AULA MAGNA COM STÁLIN


 


         O cerceamento da liberdade de criação nas artes é matéria sempre pertinente e urgente a ser tratada pelo teatro. Um dos exemplos clássicos desse assunto é a maneira como a União Soviética por conta do realismo socialista manipulou os seus artistas e em especial na música, os compositores Prokofiev (1891-1953) e Shostakovich (1906-1975). As pressões sobre a vida e a obra de Shostakovich foram alvo do belíssimo espetáculo Opus nº7 dirigido por Dmitry Krymov, vindo da Rússia e apresentado no MITsp deste ano, onde a Mãe Russa, representada por um imenso boneco acalentava e ao mesmo tempo subjugava e humilhava o compositor.
         Aula Magna Com Stálin (1983) do dramaturgo britânico David Pownall trata da mesma questão ao mostrar uma suposta reunião em 1948 entre os dois compositores e os representantes do regime Stálin e seu comissário Andrei Jdanov, responsável pela produção cultural e pela propaganda stalinista. Transitando entre a comédia (o deboche nas figuras de Stálin e Jdanov) e o drama (a quase tragédia nas personagens de Prokofiev e Shostakovich) o autor acaba diluindo o impacto da trama. Há uma longa cena, que se pretende divertida, onde as quatro personagens tentam compor uma cantata baseada numa fábula russa. Além de nada acrescentar às motivações da peça ela a alonga e pior, altera quase como por milagre a maneira como os dois compositores se comportam durante todo o resto da ação, tornando-se “alegrinhos” e participantes espontâneos da proposta de Stálin.
         William Pereira é encenador que circula muito à vontade tanto pelo teatro como pela música (haja vista suas diversas incursões na ópera) e mescla com muita propriedade as duas artes nesta montagem usando a música quase como uma quinta personagem sempre presente em cena com as personagens as tocando ao piano para ilustrar momentos importantes da trama.
         O diretor carrega nas diferenças entre a farsa (representantes do regime) e o drama (os compositores) e o excesso de caricatura, principalmente na figura de Stálin dilui a denúncia que, creio eu, a peça pretende fazer. Stálin apresenta-se bonachão e suas ações tirânicas parecem ser justificadas pelo seu estado de embriaguês. Jairo Mattos representa de forma histriônica enfatizando as características aqui apontadas. Luis Damasceno (Jdanov) segue na mesma linha, mas consegue melhor equilíbrio para a personagem (autoritário com os compositores e pateticamente servil com o chefe Stálin).

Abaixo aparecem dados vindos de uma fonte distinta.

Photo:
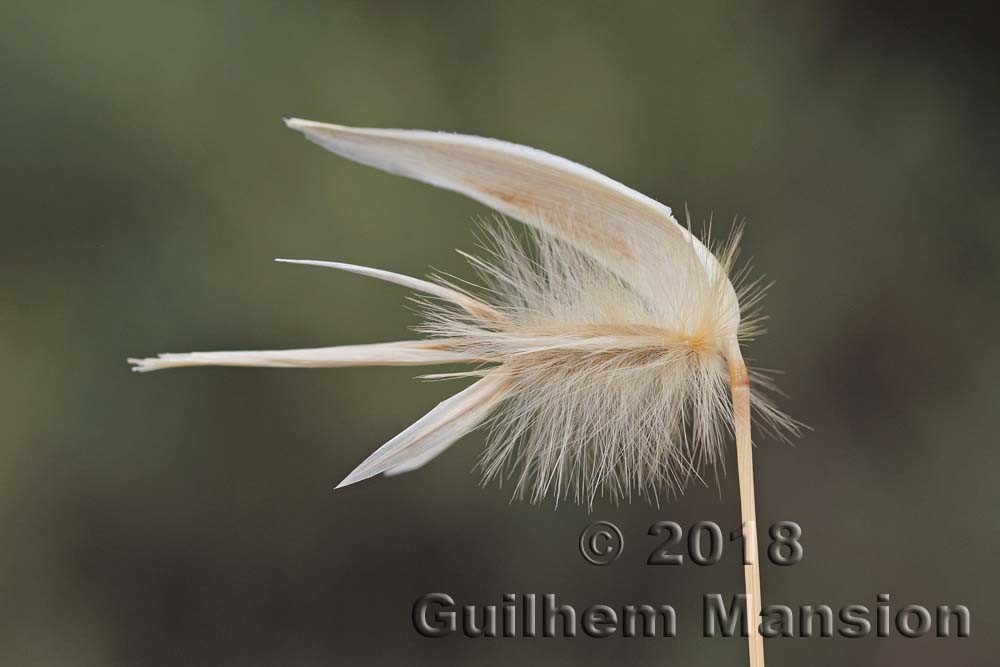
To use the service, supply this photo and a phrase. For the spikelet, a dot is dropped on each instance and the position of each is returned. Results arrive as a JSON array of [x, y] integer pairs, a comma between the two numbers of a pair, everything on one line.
[[601, 348], [604, 346]]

Os melhores momentos de interpretação ficam por conta de Felipe Folgosi (um frágil e assustado Shostakovich) e, principalmente, Carlos Palma numa composição brilhante como o acuado, mas resistente Prokofiev.
         A propositalmente pesada cenografia do espetáculo, assim como, a trilha sonora são assinadas pelo diretor. A dupla Fabio Namatame e Caetano Vilela que realizou belo trabalho em Dias de Vinho e Rosas repete aqui o feito nos figurinos e na iluminação, respectivamente.
         Num Brasil sempre à beira da perplexidade e com a censura (formal e informal) batendo à porta de quem procura fazer arte, Aula Magna com Stálin chega num momento propício devendo gerar discussões e reflexões a respeito do assunto.

         Em cartaz no Centro Cultural Banco do Brasil de quarta a sexta às 20h, até 03 de julho. CONFIRA.